The sticking point is that this temporarily disappears from his plate, but my students and colleagues still have needs that we can solve with the tooling we pay for and I want to help them even if distant IT folk who aren't in schools don't want to bother.
I'd avoiding long term support is the thing then come up with "unsupported but validated" pathing, right?
Xattle@reddit
The fact that your IT dept is aware of it makes it their problem regardless of any documented exceptions for the support side. Speaking to the security angle, restrictions were tightened last year about how student data is stored/accessed/used including behavioral data. We have to have strict controls for security and data retention that's demonstrable at audit time or get penalized heavily for it. You'd have to find your student data retention policy then at bare minimum confirm compliance, document, and demonstrate what data it stores of the students, who can access it, what security measures limit access, how long before that data is removed from the system, what processes handle that the data removal, and where it's hosted. There's probably more than that, those are just off the top of my head based on our own systems. Most of that is federal regulation too, not local IT. Some of the violations can come with legal consequences to the staff if not reported properly.
Because of all that, we opt to keep sensitive data outside of our Microsoft tenant in a record system that is tailored for those regulations. Last I was aware, Sharepoint handles Teams and OneDrive storage behind the scenes so most Microsoft products would all have the same issue.
Sorry for the book, hopefully my tired rambling makes sense. There's points to be made about your IT team communicating better and giving you reasonable ways forward but if they were caught off guard by this and don't understand the scope, I can see why it quickly spiraled.
Mister_Brevity@reddit
Anything they give you, you are going to argue with.
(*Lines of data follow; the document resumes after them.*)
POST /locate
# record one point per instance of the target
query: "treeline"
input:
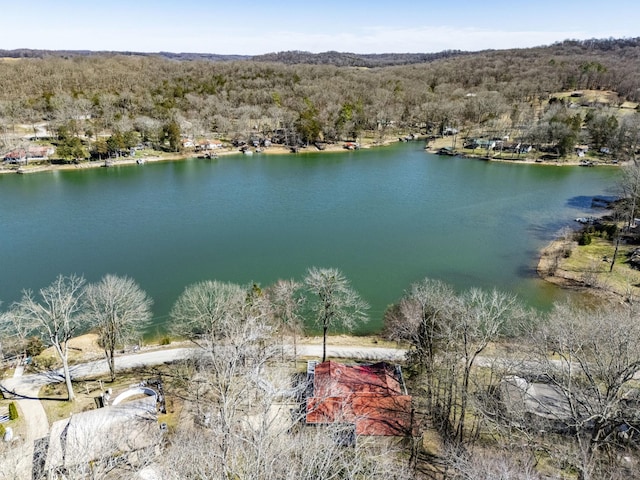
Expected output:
(485, 94)
(499, 390)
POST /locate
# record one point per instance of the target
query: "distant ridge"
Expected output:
(36, 53)
(339, 59)
(345, 59)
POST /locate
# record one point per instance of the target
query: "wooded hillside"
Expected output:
(330, 96)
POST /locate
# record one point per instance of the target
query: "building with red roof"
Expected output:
(371, 397)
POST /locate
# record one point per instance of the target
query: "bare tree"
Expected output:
(286, 301)
(333, 302)
(119, 309)
(57, 313)
(206, 311)
(447, 333)
(590, 358)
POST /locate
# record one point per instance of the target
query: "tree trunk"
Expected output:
(324, 343)
(67, 378)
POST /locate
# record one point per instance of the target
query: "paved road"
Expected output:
(19, 464)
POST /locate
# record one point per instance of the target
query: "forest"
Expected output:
(84, 99)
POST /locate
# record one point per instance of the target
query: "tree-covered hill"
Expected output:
(313, 97)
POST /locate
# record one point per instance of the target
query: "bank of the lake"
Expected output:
(386, 217)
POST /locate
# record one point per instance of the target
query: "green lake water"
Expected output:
(386, 217)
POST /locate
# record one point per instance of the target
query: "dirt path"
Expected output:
(18, 464)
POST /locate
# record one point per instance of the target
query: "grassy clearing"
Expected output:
(590, 264)
(57, 408)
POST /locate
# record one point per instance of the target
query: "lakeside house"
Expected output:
(110, 433)
(206, 145)
(23, 155)
(371, 398)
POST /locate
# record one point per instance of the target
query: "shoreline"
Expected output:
(433, 148)
(594, 278)
(178, 156)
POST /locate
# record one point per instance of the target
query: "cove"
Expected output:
(386, 217)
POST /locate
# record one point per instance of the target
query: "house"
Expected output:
(206, 145)
(114, 431)
(372, 398)
(18, 155)
(534, 404)
(23, 155)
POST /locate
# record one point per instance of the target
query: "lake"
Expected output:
(386, 217)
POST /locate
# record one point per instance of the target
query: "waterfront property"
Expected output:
(372, 398)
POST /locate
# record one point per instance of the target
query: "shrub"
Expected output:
(13, 411)
(34, 346)
(584, 239)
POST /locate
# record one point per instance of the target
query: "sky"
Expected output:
(249, 27)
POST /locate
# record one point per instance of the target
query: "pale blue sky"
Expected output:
(250, 27)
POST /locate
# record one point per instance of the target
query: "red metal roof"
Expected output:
(369, 396)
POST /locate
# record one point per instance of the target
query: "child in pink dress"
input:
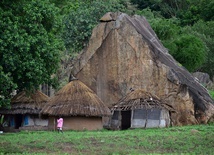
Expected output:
(59, 124)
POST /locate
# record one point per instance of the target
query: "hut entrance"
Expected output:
(126, 119)
(18, 121)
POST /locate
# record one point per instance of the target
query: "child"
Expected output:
(59, 124)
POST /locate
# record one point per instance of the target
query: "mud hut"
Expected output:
(79, 106)
(140, 109)
(24, 111)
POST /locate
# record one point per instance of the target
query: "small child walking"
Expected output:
(59, 124)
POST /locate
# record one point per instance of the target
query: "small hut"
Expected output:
(140, 109)
(79, 106)
(24, 111)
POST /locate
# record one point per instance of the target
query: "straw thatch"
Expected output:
(140, 99)
(24, 103)
(76, 99)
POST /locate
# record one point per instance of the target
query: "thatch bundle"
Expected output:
(140, 99)
(24, 103)
(75, 99)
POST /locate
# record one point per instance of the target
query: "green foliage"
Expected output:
(204, 31)
(189, 51)
(83, 17)
(29, 47)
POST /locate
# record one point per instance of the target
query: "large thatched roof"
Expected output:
(139, 99)
(24, 103)
(76, 99)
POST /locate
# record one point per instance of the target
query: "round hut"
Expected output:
(140, 109)
(24, 111)
(79, 106)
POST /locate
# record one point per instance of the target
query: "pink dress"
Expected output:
(59, 123)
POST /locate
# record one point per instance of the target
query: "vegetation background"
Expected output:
(186, 140)
(37, 36)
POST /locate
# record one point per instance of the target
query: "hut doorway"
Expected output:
(126, 119)
(18, 121)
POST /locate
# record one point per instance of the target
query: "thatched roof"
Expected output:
(76, 99)
(140, 99)
(24, 103)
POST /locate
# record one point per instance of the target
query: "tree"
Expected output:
(29, 46)
(204, 31)
(188, 49)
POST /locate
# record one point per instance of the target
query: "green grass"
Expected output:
(211, 92)
(198, 139)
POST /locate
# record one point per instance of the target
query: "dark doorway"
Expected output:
(126, 120)
(18, 121)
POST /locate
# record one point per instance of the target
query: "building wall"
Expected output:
(77, 123)
(143, 118)
(34, 120)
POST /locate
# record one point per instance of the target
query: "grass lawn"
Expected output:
(197, 139)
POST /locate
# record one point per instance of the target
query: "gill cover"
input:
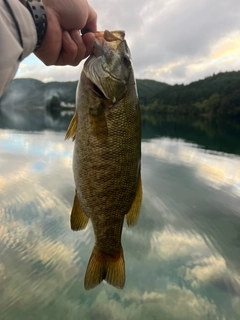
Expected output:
(109, 67)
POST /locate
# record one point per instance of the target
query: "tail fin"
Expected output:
(103, 266)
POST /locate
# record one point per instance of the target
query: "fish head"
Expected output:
(109, 67)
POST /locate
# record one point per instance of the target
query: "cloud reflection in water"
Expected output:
(182, 259)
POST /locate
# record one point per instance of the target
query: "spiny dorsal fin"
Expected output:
(133, 213)
(78, 219)
(72, 129)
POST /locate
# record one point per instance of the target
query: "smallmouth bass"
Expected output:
(106, 128)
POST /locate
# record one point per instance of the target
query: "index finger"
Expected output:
(91, 24)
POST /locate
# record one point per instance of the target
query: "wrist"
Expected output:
(38, 13)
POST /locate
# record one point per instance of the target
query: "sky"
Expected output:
(172, 41)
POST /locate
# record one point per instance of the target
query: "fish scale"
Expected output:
(107, 154)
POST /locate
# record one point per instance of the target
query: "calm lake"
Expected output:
(182, 258)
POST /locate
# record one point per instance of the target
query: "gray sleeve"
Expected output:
(18, 39)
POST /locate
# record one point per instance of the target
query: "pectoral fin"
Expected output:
(72, 129)
(133, 213)
(78, 218)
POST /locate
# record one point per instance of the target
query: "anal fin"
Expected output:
(133, 213)
(72, 128)
(78, 219)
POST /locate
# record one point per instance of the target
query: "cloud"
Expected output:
(176, 41)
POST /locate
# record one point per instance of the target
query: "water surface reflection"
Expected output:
(182, 258)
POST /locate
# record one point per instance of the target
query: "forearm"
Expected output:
(18, 39)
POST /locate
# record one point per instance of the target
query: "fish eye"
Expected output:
(126, 60)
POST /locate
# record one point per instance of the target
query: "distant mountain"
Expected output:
(215, 95)
(31, 92)
(218, 95)
(28, 92)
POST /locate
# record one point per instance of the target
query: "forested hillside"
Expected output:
(218, 95)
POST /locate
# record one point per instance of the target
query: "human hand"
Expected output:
(63, 43)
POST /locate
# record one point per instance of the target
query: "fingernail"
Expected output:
(86, 30)
(76, 36)
(66, 36)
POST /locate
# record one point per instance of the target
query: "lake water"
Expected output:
(182, 258)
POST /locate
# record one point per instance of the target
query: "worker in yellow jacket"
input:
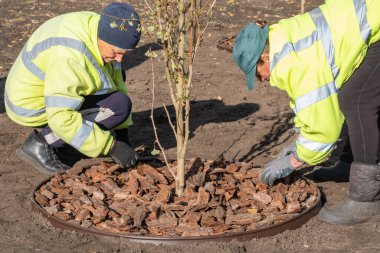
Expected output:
(68, 82)
(327, 61)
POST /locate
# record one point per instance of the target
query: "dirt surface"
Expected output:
(226, 120)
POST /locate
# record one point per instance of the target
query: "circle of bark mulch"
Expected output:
(219, 198)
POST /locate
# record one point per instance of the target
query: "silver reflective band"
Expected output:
(55, 101)
(289, 47)
(20, 110)
(315, 146)
(324, 34)
(361, 15)
(314, 96)
(29, 56)
(83, 133)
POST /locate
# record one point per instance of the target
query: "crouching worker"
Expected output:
(327, 61)
(68, 82)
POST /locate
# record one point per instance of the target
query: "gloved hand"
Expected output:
(123, 154)
(277, 169)
(287, 150)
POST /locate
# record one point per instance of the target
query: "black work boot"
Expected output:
(37, 152)
(339, 172)
(363, 201)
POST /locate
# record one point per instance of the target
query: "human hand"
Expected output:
(123, 154)
(277, 169)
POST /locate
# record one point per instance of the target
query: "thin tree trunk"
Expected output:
(180, 183)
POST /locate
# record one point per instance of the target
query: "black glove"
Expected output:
(277, 169)
(123, 154)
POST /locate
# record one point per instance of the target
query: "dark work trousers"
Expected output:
(107, 111)
(359, 101)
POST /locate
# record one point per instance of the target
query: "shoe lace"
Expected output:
(53, 156)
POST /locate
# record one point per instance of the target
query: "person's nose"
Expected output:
(119, 58)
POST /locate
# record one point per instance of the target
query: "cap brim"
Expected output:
(251, 77)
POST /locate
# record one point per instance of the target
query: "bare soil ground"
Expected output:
(243, 126)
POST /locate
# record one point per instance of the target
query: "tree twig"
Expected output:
(154, 124)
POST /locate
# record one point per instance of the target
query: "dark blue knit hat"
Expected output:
(119, 25)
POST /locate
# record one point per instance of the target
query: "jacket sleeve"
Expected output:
(122, 87)
(320, 126)
(67, 81)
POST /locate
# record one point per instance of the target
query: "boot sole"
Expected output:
(28, 159)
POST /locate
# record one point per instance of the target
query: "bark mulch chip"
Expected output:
(219, 198)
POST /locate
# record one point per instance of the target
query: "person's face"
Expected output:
(263, 68)
(110, 53)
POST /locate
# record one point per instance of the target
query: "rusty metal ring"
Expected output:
(271, 230)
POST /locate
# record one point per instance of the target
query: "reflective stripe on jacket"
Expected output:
(312, 56)
(60, 65)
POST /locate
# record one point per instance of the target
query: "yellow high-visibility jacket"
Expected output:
(311, 57)
(60, 65)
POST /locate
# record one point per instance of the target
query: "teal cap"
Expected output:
(248, 47)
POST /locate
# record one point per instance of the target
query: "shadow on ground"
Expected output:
(137, 56)
(202, 113)
(280, 126)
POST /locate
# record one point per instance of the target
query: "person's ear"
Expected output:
(261, 23)
(265, 56)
District IT is typically so time constrained that the default is “no” unless someone who matters is requesting it, then it’s usually a more diplomatic no.
NewConfusion9480@reddit (OP)
Right.
A tech department in an ISD to whom the teachers building things for their schools aren't people who matter is kind of the issue.
Mister_Brevity@reddit
If IT is too constrained to support, there’s not a lot to be done. This is pretty typical of academic IT, lots of neat ideas and initiatives but absolutely zero backing where it’s needed. So, you’re told to do cool things, but nobody in IT has enough time to deal with it, nobody in IT is willing to be stuck with responsibility for it, etc.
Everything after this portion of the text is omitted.